Aziz Ansari Asked Reddit Users Personal Questions About Dating In The Digital Age — And The Responses Were Amazing
Aziz Ansari created a subreddit called Modern Romantics on Tuesday, as research for his debut book about dating in the digital age.
The responses are equal parts heart-warming and cringe-worthy.
"You know when you text someone you're romantically interested in and you don't hear anything back and then you see them post a photo of a pizza on Instagram?" Ansari explained in a statement. "That's exactly what I want this book to deal with."
Ansari seems to have plenty of life experiences to pull from. He bemoaned the pressures of finding love at age 30 in his last comedy special "Buried Alive," which premiered on Netflix.
But he and NYU professor Eric Klinenberg, who's helping with the book, took to reddit to cull more material.
Ansari posted questions as threads, asking users to share their experiences (which he discloses may be included in the book). The subreddit has already spawned a lot of thoughtful discussion.
Ansari's untitled book — which will put a whopping $3.5 million in the "Parks and Recreation" star's pocket — hits shelves September 2015.
Here are some of the highlights of the subreddit. Sound familiar?
Ansari asked how being single in the smartphone era and in the eras before has changed, for better or worse.
fruitoftheloomis1: Pre-smartphone/pager there was a forced patience with waiting for a call back, or a response to a date request. Going a couple days before hearing back wasn't odd. Then pagers came into play and you wanted a response a little more quickly. Now it seems that everything has to be instant or it "means something". Blah.
azizansariAMA: You didn't feel a similar paranoia if someone didn't return a phone call or page in a timely manner? Is this paranoia something you've felt only with text messages?
alexisyque: I don't think this is limited to text messages, it may be amplified through text, but it's possible to feel that way when you don't get likes/favorites/comments on your instagram/twitter/facebook posts. It's almost becoming "required" to like or respond to whatever your partner puts out into the digital world.

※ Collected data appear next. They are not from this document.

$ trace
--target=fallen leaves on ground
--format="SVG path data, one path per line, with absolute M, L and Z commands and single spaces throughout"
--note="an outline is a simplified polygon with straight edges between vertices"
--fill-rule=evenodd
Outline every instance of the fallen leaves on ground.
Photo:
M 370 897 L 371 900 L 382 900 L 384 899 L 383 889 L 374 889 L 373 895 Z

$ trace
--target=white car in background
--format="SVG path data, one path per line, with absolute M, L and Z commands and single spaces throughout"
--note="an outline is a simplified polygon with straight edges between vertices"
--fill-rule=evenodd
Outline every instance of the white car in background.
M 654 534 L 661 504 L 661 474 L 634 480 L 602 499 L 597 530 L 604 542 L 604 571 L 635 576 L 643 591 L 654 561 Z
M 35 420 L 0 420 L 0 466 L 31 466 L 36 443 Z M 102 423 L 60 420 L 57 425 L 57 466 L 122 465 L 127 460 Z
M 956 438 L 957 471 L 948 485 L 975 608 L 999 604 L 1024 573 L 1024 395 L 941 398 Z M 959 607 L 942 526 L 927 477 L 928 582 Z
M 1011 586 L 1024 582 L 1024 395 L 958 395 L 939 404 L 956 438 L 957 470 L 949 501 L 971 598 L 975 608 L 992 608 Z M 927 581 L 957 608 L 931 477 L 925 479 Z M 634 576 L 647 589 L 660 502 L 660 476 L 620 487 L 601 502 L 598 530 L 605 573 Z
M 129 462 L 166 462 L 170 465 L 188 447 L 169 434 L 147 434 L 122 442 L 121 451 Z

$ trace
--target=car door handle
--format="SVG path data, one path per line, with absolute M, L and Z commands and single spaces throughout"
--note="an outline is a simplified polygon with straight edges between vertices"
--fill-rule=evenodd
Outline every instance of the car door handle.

Users said that a single text or message by their significant other or potential partner can shatter hopes of dating further. And emojis got no love.
bmollenkamp: My friend set me up with a guy and his very first text to me included an emoji. We are both in our 30s. And he's a man. ICK. I went on the date anyway and -- I was right. Worst date ever. Never date a guy who uses emojis.
azizansariAMA: What was the emoji???
When romances do bloom online or through social media, people aren't particularly proud to tell the how-we-met story.
RubberRob: I met my soul mate on twitter. We followed each other and interacted a lot (she used to go to my school) and eventually decided to meet. I would always hope she would favorite my tweet or notice it. Now I don't have to wait for that, as I actually have her in my real life. I think it's interesting how we met, but I never tell people the real story. It doesn't sound as cool or "real" and commonly makes our love less believable to others (not that their opinions really matter).
azizansariAMA: What's your decoy story?
RubberRob: That we both happened to be at the coffee shop and remembered each other from school. Works pretty well and makes us look cool for both going to this rad coffee shop.
But not all was lost. Delightful stories of technology in dating surfaced, too.
Ram_Skull: I briefly met my current girlfriend in person and she then added me on Facebook. We really started talking because of it. We have now been dating for close to 3 years. To be honest I would not have just walked up and asked for her number, but I felt comfortable starting a conversation with her through Facebook. So I would say social media played a major part as to why we are together today.
azizansariAMA: THIS is the kind of story that gets lost too often in these discussions. The notion that tends to get most play is that all this technology is keeping us less present and ultimately more disconnected and flakey - while I think this is valid and true to a large extent - in the book we don't want to forget this stuff. Social media gave you a tool to overcome your shyness and meet someone. Cool.